Nein, so ist es nicht. Diese Revolution hat im Gegenteil ein sehr wichtiges Ergebnis gehabt. Das, was der britischen Diplomatie und den amerikanischen Bemühungen nicht gelungen war, das haben die Berliner Arbeiter fertiggebracht: Sie haben am Vorabend der Vierer-Verhandlungen im Angesicht der ganzen Welt offenbar werden lassen, auf wie schwachen Füßen die Macht des Kreml und seiner Werkzeuge in Ostdeutschland (und vermutlich in allen Volksdemokratien) steht. Es ist deutlich geworden, daß dieses Gebiet, zu dessen Fürsprecher und Schutzpatron jene sich so gern aufwerfen, sie aus ganzem Herzen haßt und verachtet, ja, daß sie sich nicht einmal auf die Volkspolizei verlassen können. Es ist ferner offenbar geworden, daß mit dem richtigen Instinkt für die Schwächemomente des totalitären Regimes man selbst diesem schwere Schläge versetzen kann – ganz zu schweigen davon, daß dieses System in vollem Umfang: politisch, wirtschaftlich und psychologisch Schiffbruch erlitten hat.
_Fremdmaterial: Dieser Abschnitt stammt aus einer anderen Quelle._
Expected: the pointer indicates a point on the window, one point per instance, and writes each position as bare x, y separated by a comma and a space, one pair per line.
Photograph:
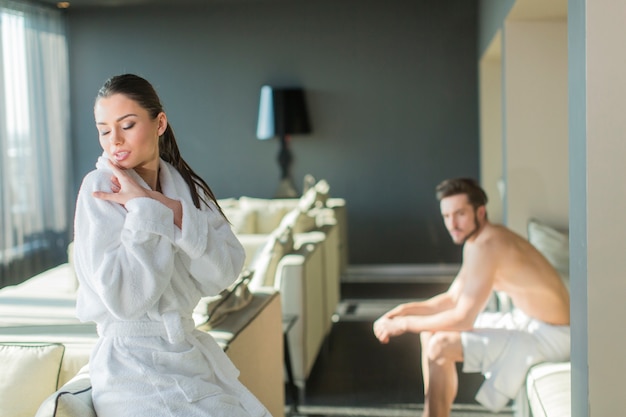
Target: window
34, 140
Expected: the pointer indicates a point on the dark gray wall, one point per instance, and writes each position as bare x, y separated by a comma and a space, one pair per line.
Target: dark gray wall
392, 90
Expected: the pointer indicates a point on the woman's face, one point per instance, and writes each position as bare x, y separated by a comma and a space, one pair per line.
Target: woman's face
127, 132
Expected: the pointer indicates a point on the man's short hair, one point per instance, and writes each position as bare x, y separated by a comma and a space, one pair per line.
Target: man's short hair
454, 186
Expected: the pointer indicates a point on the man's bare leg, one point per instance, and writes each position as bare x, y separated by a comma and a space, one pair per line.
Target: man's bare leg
441, 351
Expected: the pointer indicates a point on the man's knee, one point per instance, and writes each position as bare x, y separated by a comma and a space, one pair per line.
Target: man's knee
444, 346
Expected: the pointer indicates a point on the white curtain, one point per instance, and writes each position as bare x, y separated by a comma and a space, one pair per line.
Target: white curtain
35, 150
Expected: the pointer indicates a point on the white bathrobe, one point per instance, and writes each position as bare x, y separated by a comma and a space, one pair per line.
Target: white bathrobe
140, 278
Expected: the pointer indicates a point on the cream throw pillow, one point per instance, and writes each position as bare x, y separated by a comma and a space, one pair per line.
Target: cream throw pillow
30, 373
72, 400
266, 261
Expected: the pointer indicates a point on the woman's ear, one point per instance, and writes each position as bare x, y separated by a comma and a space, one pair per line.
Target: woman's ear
161, 123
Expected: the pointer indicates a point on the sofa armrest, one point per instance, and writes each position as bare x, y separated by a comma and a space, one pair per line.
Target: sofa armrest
299, 278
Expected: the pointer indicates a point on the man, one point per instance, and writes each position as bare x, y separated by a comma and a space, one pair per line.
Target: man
452, 325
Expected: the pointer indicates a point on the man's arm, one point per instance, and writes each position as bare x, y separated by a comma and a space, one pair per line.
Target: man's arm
436, 304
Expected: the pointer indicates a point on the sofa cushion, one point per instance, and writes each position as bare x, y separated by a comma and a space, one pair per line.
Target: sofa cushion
30, 373
242, 220
269, 212
71, 400
298, 221
553, 244
266, 260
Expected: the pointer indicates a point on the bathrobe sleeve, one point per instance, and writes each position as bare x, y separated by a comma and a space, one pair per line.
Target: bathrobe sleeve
124, 256
216, 254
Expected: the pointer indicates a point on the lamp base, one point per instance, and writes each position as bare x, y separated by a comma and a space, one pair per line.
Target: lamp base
286, 189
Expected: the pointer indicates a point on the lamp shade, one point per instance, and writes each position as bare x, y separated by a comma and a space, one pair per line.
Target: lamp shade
282, 111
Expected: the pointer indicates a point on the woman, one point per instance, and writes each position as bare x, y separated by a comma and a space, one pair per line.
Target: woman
150, 240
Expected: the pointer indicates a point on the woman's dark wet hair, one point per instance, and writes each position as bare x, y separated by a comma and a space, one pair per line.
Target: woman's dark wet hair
475, 194
143, 93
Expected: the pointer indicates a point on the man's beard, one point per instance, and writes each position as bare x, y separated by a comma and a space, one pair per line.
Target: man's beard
472, 233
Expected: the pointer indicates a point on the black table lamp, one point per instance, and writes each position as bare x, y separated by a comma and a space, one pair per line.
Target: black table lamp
283, 112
Und schließlich ist für alle noch eines ganz eindeutig klargeworden, daß nämlich jetzt die Einheit Deutschlands die wichtigste Etappe in der weiteren politischen Entwicklung sein muß.

Jener 17. Juni hat ein Bild enthüllt, das nicht mehr wegzuwischen ist: die strahlenden Gesichter jener Deutschen, die seit Jahren in Sorge und Knechtschaft lebten und die plötzlich, wie in einem Rausch, aufstanden, die fremden Plakate herunterrissen, die roten Fahnen verbrannten, freie Wahlen zur Wiedervereinigung forderten ... Und die nun wieder schweigend, von neuen Sorgen erfüllt, an ihre Arbeitsstätten wandern. Manch einem in der Bundesrepublik mag erst in diesen Tagen klargeworden sein, daß das, was dort drüben geschieht, uns alle angeht und nicht nur jene, die die Verhandlungen führen. Der 17. Juni hat unwiderlegbar bewiesen, daß die Einheit Deutschlands eine historische Notwendigkeit ist. Wir wissen jetzt, daß der Tag kommen wird, an dem Berlin wieder die deutsche Hauptstadt ist. Die ostdeutschen Arbeiter haben uns diesen Glauben wiedergegeben, und Glauben ist der höchste Grad der Gewißheit.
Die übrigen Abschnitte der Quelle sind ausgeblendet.